“I’ll always remember the particular intensity that malnutrition brings on, I know that I miss it still. That alertness of sensation, where every minute cell in the body is awake and alive to the smallest details of the outside world.”
I’ve seen Fiona Wright speak twice on festival panels, once at the Feminist Writers Festival in Sydney last year, and earlier this year at Perth Writers Week. She has a lovely stage presence, a sharp sense of humour and a way of delivering her insights that belies their depth.
She is a successful poet with other published works, but this is her first foray into an essay collection and at its core is a focus on her private, intimate world of living with an eating disorder. Probably as you are now thinking, when I first heard the subject matter of her book, I did a little inward groan and decided it wasn’t for me. And while the book is not a barrel of laughs by any means, neither is it the graphic, persistent barrage of recounting traumatic experiences trap, that so many such named ‘sick lit’ books fall into.
Instead, it is a carefully crafted, beautifully eloquent and intensely self-aware collection of essays about Wright’s experiences of living with her disorder. It’s a deep delve into the lies we tell ourselves in order to harbour the idea that we are completely fine, when we know that we are definitely not. It’s her take on how nourishment and food (or lack of it) spurs her to be what she has always craved – a writer – and the sharpness her hunger provides her to do her work. It’s a personal account of the toil that way of existing took from her. Physically, mentally and socially.

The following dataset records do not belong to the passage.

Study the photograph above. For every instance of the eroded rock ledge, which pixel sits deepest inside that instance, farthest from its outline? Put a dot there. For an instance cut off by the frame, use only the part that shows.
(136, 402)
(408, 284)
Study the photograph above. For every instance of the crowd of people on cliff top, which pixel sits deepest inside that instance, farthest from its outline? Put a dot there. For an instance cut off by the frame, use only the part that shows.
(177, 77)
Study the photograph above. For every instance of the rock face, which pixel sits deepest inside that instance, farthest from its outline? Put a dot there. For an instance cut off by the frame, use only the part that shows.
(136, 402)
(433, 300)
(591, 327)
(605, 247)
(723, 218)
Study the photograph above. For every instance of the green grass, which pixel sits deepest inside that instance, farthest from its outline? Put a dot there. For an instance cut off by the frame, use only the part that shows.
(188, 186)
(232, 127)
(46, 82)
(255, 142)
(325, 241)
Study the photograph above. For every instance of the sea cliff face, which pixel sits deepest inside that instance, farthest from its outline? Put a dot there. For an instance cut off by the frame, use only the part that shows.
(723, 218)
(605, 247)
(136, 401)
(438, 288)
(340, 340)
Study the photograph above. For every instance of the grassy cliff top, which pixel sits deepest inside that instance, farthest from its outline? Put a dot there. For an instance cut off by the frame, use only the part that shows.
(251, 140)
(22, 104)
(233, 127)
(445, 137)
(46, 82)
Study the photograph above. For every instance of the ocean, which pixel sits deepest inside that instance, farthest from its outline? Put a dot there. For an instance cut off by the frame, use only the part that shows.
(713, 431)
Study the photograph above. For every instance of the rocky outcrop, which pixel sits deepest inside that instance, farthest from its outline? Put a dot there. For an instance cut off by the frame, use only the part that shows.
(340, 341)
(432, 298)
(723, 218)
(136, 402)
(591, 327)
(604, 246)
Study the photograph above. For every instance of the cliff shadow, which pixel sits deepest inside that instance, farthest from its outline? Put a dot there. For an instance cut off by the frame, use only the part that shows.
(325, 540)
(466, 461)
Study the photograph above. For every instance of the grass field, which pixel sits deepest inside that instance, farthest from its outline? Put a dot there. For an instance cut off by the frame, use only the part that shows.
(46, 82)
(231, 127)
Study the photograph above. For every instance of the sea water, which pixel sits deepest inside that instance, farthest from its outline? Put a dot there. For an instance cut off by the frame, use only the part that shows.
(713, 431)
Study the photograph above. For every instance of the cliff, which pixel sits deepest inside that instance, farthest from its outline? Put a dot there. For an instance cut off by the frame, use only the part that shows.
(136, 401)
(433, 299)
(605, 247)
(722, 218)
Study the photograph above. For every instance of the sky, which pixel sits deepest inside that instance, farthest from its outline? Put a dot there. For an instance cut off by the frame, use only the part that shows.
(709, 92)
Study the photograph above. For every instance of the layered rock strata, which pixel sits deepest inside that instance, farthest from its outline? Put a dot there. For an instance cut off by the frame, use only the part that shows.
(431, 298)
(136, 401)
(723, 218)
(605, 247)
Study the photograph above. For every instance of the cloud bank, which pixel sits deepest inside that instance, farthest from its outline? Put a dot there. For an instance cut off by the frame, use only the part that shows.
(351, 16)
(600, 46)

I have never had an eating disorder, but I did study the two key disorders – Anorexia Nervosa and Bulimia Nervosa – during my degree in psychology. I have also, like many women, experienced the deep cut of heartbreak. It is not an uncommon outcome of the broken-hearted to lose weight, and lose weight I did. Rapidly. The daily twinge of hunger was a welcome counter to the rip in my heart. The admiring comments from men and women alike regarding my new figure also didn’t hurt. When you study eating disorders, they tell you that it is almost always about control. About attempting to grasp tightly to something that you and only you have the power to dictate in your life. In my experience, this was true. But my heart healed and with it I no longer felt the need to welcome the sickly sweet pain of hunger in my daily life. Wright’s story taught me the sheer amount of willpower and strength it takes to stay hungry.
Her writing engrossed me because it is not just about her eating disorder. She has an unusual physical condition that affects her ability to eat and hold food down. It is easy to see the slippery slope she finds herself on and her attempts at gaining control over something no one is able to help her with or give her answers for. When you have no control and the medical profession around you are asking if your experience is truthful, I can see why you would seek other paths of ownership.
This is not a self-help book. Wright is not seeking empathy or justification for the life she has led. She refreshingly takes full responsibility for her experiences, and writes about them in a way that I think many who are not familiar with eating disorders will find enlightening and compassionate.
Wright asserts herself as socially awkward, graceless, as someone who hides her insecurity behind humour but her writing is quite the opposite. Every word is deliberate and her prose is elegant. Direct. Wright doesn’t offer opinion one way or another for being good or bad based on her life. She simply offers her story of hunger and what it has taught her so far.
In short: this book is one of the best collections of memoir essays I’ve ever read. I highly encourage you to do the same.